The indirect effect of the COVID pandemic on soybean oil, a key input for biodiesel production, caused a price increase of 39% in 2022 compared to January 2021, and a 76% increase compared to as of January 2020, using historical data from CME Chicago. The current CME Chicago price for a pound of soybean oil is $0.59 compared to $0.33 two years ago. Assuming the price base is stable from January 2020 to January 2022, our analysis indicates that setting the blend ratio at 13% would force diesel fuel prices to increase by 2.1% compared to maintaining the ratio at 10%. . Our analysis considered that petroleum-derived diesel prices had increased by 8%, as communicated by Petrobras on January 11, 2021. In light of these events, biodiesel advocacy groups have requested a veto from President Jair Bolsonaro and brought popular actions against the CNPE measure.

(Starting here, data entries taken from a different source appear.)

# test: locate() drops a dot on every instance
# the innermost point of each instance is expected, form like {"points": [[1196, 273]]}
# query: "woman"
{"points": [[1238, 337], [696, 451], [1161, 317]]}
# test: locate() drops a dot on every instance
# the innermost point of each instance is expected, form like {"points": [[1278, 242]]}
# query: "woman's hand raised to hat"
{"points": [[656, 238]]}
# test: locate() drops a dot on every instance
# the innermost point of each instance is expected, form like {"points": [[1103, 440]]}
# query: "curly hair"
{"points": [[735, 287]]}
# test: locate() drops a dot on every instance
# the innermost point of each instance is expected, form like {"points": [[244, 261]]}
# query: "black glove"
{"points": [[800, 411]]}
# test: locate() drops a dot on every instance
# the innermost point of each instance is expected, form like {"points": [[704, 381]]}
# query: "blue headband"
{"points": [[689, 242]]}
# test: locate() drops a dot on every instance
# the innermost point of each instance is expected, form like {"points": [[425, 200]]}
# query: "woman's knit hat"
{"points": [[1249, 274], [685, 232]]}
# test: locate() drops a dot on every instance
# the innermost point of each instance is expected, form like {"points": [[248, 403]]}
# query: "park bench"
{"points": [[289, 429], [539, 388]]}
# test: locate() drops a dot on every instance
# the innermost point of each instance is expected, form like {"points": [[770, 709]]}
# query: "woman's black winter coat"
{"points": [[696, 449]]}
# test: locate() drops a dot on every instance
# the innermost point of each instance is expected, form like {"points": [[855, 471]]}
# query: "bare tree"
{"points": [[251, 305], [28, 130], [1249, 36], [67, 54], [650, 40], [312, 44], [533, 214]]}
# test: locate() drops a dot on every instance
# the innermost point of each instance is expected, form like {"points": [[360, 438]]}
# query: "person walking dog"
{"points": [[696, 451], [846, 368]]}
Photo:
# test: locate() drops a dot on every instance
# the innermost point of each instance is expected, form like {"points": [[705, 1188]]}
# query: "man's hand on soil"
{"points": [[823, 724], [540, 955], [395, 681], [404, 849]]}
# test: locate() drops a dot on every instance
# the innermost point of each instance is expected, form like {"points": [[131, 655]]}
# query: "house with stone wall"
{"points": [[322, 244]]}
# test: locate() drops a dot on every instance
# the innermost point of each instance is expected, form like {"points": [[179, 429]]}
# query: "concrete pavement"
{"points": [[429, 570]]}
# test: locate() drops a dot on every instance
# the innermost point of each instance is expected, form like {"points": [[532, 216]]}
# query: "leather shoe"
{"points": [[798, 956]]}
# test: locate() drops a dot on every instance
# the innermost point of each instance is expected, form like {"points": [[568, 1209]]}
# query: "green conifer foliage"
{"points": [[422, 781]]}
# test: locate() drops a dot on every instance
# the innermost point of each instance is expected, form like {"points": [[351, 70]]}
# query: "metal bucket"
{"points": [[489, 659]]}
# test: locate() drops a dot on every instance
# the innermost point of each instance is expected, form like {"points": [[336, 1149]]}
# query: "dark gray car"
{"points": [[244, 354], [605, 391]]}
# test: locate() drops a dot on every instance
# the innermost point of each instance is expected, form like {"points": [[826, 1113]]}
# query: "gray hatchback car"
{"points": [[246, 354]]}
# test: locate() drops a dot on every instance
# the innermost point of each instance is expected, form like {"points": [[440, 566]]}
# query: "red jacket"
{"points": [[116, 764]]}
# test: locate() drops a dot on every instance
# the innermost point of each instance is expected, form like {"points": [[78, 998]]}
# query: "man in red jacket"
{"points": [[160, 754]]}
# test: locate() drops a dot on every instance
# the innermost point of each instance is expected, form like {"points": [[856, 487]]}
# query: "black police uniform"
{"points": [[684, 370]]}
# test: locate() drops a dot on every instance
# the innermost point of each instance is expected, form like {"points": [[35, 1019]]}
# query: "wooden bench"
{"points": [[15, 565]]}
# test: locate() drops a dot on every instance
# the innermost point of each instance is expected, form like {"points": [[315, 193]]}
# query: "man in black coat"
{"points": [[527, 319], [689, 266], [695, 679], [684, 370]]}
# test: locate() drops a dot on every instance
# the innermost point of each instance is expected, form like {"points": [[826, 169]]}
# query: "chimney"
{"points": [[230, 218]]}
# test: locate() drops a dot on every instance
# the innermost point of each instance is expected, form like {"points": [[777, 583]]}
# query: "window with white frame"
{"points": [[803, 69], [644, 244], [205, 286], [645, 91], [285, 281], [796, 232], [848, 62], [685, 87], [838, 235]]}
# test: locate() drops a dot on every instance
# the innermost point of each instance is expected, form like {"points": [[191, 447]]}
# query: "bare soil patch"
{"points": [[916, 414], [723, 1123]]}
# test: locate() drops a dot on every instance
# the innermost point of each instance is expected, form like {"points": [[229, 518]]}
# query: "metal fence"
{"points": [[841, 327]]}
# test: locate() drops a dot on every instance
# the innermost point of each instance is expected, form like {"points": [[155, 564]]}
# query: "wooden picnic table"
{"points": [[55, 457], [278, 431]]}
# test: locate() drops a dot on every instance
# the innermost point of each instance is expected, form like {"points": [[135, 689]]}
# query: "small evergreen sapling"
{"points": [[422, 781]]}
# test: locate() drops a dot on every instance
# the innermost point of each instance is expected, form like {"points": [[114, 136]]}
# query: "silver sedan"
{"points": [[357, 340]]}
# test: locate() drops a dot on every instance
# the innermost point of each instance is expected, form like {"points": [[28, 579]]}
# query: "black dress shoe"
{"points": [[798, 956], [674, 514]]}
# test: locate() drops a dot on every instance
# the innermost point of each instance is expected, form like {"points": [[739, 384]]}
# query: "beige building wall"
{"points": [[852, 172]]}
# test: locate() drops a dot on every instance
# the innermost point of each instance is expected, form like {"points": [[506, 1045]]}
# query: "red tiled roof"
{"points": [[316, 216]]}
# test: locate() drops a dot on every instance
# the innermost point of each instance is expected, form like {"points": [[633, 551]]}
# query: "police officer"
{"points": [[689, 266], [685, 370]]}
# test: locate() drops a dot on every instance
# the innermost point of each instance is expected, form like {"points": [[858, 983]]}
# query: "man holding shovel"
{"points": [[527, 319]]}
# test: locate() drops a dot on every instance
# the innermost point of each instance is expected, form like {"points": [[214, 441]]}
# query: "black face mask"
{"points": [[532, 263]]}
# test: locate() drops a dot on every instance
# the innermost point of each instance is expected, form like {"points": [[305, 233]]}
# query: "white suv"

From the federal government’s perspective, the president is unlikely to reverse the CNPE’s decision. In fact, the country’s trade balance should benefit in a “post” pandemic period of high uncertainty. Brazil is a natural exporter of agricultural products, including soybean oil. The amount of oil that would otherwise be used for biodiesel production will find its destination abroad, likely to be traded at current international prices to bolster Brazil’s exports. Financial resources resulting from international trade will help the country address some of the macroeconomic challenges caused by the pandemic.
Curiously, a similar action was taken by the US Environmental Protection Agency (EPA) regarding biofuel blending requirements for US refiners in 2020 and 2021. The Agency reduced biofuel mandates by approximately 15% over those years, with an aggressive plan to increase the mix. ratio in 2022. With this measure, US policymakers ended up releasing large amounts of corn (feedstock for conventional ethanol) and soybeans (feedstock for biodiesel) that were traded when feedstock prices were very high. On the other hand, the mandate may have sounded to some like a lack of government commitment to the environment. As set out in the Energy Independence and Security Act (EISA) of 2007, US renewable fuels targets are expected to be back on track in 2022, except for the unrealistic target set for cellulosic ethanol.
Policymakers in both countries must have reviewed the questions we think about after learning about and observing these policy decisions: How much does it cost to reduce carbon emissions and substitute renewable energy for fossil fuels? When is it justified to set aside strong sustainability plans? These are undoubtedly difficult questions to answer. I can only imagine a day in the life of a decision maker in charge of these calls.